Barely attached

Raja Ampat

Sitting on a deck in Raja Ampat, the water fading to black in front and beneath me, I perform a strange ritual. Like the four other people on this deck or at the tables behind me, I am waving my arm slowly overhead, searching for a signal.

In this corner of the world we are barely connected. The idea of a global network is alive, just out of reach. Once or twice a day TELSEL E springs to life and delivers the occasional email. More frequently it delivers only subject lines, leaving us curious as to the writer’s intent. Instagram displays pictures from several days ago with enthusiasm.

On some evenings between 6 and 11 pm, when the generator is running, there is satellite wifi. It is a finicky thing, ephemeral and varied. Weather affects it, I hear, or the breeze. In my own observations it works hesitantly or not at all. Waiting for these brief slivers networking is a tedious and laughable exercise that brings mosquito bites as often as data. Luckily all present are taking malaria pills.

The Internet, when found this way, in slivers of roaming or satellite data, feels far more fragile than the conduit of knowledge we’ve grown used to in the US. This is life not on the edge” but on the remote coasts of the world. Overhead here Orion is upside down and the moon sets early, a tiny sliver. Out in the bay between islands the occasional skiff motors, drawing a straight line between points, unconcerned about traffic.

The next morning we circumnavigate our private island with ease in a kayak, enjoying these flat seas. Here at the equator the world is beautiful and time goes slowly, just like the networks. We hear of the owner’s plans for a second resort, for more solar panels to supplement the generator’s few hours. He bemoans the lack of infrastructure, how machine parts have to come from Jakarta. The capital city is a five hour flight, a two hour ferry, and a thirty minute speed boat ride away. Nothing arrives next day. This is no great distress when fish can be caught and eggs gathered on island, but would concern everyone if water ran low.

To my right the next evening, on a raised wooden walkway connecting the eating deck and the shore, the resort owner sits, arms around his knees and hands on his phone. Like us he is searching for the signal, happily alive on this island but barely connected to the wider world.

Small job, big world

In a photo from decades ago two men hang over the prow of a large ship, painting it while under way. In white t-shirts and dark pants, some twenty feet below the deck, they eptiomize so much of the world to me. Long after the source of the photo has disappeared, I see them, tiny figures against the hulk of steel and the spread of the ocean below. They are two men with a regular job, a task of understandable skill if special magnitude and place. Painting, on a hot summer day, a giant expanse of metal.

Painting a giant expanse of metal while dangling from it, alone, in motion, at sea. As with everything, the addition of context zooms the lens to overwhelming scale.

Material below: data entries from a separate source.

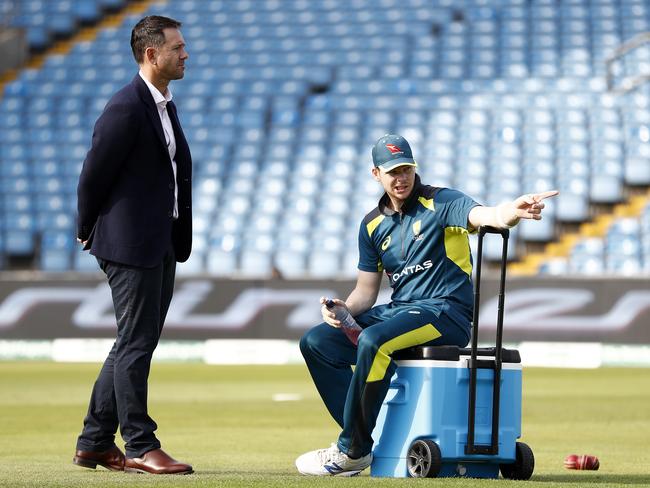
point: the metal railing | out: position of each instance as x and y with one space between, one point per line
631 82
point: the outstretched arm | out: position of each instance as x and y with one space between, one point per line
508 214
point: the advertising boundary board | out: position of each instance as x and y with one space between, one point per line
48 307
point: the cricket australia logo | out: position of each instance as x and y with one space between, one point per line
386 243
417 231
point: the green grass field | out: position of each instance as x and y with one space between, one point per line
224 421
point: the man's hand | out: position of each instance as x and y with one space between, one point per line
328 315
528 207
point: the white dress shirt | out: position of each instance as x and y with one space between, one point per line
161 102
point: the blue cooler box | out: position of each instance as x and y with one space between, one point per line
428 399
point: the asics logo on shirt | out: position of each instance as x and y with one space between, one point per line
409 270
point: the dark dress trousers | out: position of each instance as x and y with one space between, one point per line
125 206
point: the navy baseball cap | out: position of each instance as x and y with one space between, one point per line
391 151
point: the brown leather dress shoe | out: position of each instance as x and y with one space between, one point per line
112 459
156 462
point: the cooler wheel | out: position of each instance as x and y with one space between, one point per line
423 459
522 468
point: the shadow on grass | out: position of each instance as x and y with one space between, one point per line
619 479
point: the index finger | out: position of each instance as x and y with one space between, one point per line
538 197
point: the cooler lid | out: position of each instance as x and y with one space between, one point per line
453 353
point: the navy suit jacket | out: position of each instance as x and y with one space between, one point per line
126 187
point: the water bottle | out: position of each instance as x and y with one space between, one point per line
349 326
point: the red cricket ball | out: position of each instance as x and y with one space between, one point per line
582 461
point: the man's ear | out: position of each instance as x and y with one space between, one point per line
150 55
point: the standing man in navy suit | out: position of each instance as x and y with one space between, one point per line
135 216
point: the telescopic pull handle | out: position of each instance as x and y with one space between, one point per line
486 229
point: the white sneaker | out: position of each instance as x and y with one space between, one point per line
331 462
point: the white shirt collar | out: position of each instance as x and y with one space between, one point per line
158 98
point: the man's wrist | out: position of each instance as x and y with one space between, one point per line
505 221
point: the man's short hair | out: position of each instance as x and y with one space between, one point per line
148 32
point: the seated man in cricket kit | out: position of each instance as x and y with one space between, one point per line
418 235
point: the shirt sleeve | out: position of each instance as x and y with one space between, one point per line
454 207
369 259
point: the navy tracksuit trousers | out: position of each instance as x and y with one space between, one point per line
354 398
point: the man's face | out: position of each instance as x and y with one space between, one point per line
398 183
170 57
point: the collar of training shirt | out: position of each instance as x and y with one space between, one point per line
384 202
159 99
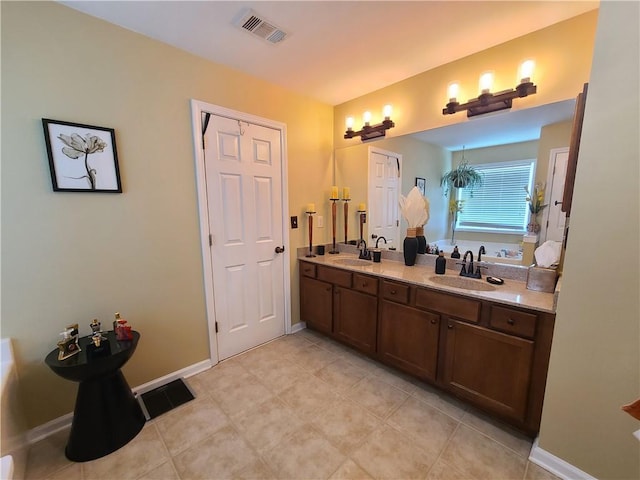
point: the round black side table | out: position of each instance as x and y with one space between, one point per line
107 416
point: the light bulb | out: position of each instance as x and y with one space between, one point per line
453 90
486 82
349 122
526 71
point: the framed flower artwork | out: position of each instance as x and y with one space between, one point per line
82 158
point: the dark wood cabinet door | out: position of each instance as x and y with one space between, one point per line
355 318
490 368
316 304
408 339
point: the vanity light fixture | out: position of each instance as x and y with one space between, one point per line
368 131
488 102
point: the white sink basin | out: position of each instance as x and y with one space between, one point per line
464 283
353 262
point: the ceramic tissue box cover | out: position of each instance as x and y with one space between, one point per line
542 279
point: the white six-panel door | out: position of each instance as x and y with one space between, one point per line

This sense of scale, of the undertsandably human against the largness of the world, is what pulls me to climb buildings, to hike hills, and to travel, no matter the destination. I find this feeling staring out at Tokyo from the top of a skyscraper in western Shinjuku, standing atop a hill in Santa Cruz, approaching or departing from any airport. The feel of the view pulling back is the sensation I love most.

For the last several months my favorite source for it has been Nat Geo Found, a collection of old images from National Geographic’s archives. Spanning the world, the last hundred and twenty five years, and a huge variety of lives, this collection gives rise to a view of the world that is not simple, or lonely. Instead it shows, without claim to own, how amazing and how diverse, how rich and how personal all our lives are. Widely available, easily accessible, the site is a reminder to me too of how wonderful the internet is, and how much I appreciate this access, unthinkable only decades ago.

Standing in front of a group of friends last week explaining in a few moments why I spend so much time in small factories and border cities, I applied the miracle of Google Maps to the problem, isolating a factory and zooming out to reveal the location. Sitting high on a mesa in the desert, this building has no glass for windows, only holes, and the workers alternately sweat and freeze, depending on the season. And yet seeing it from space, though it draws gasps, will never have the same staggering touch as standing on the edge of the plateau, staring out across the empty landscape. Being there, a tiny single human in the middle of a huge expanse, trapped with others by circumpstance and employment, brings a sense of fragility, and of amazement. That sense, found in the monumental stacks of shipping containers in Shenzhen, in the winding canyons of Colorado, and at the edge of the Pacific on all sides, is reason enough to keep going, to find jobs that take me further out of the city I inhabit.

Like those two men painting their ship, so precariously alone in the ocean and yet part of something larger, understandable from a wider view.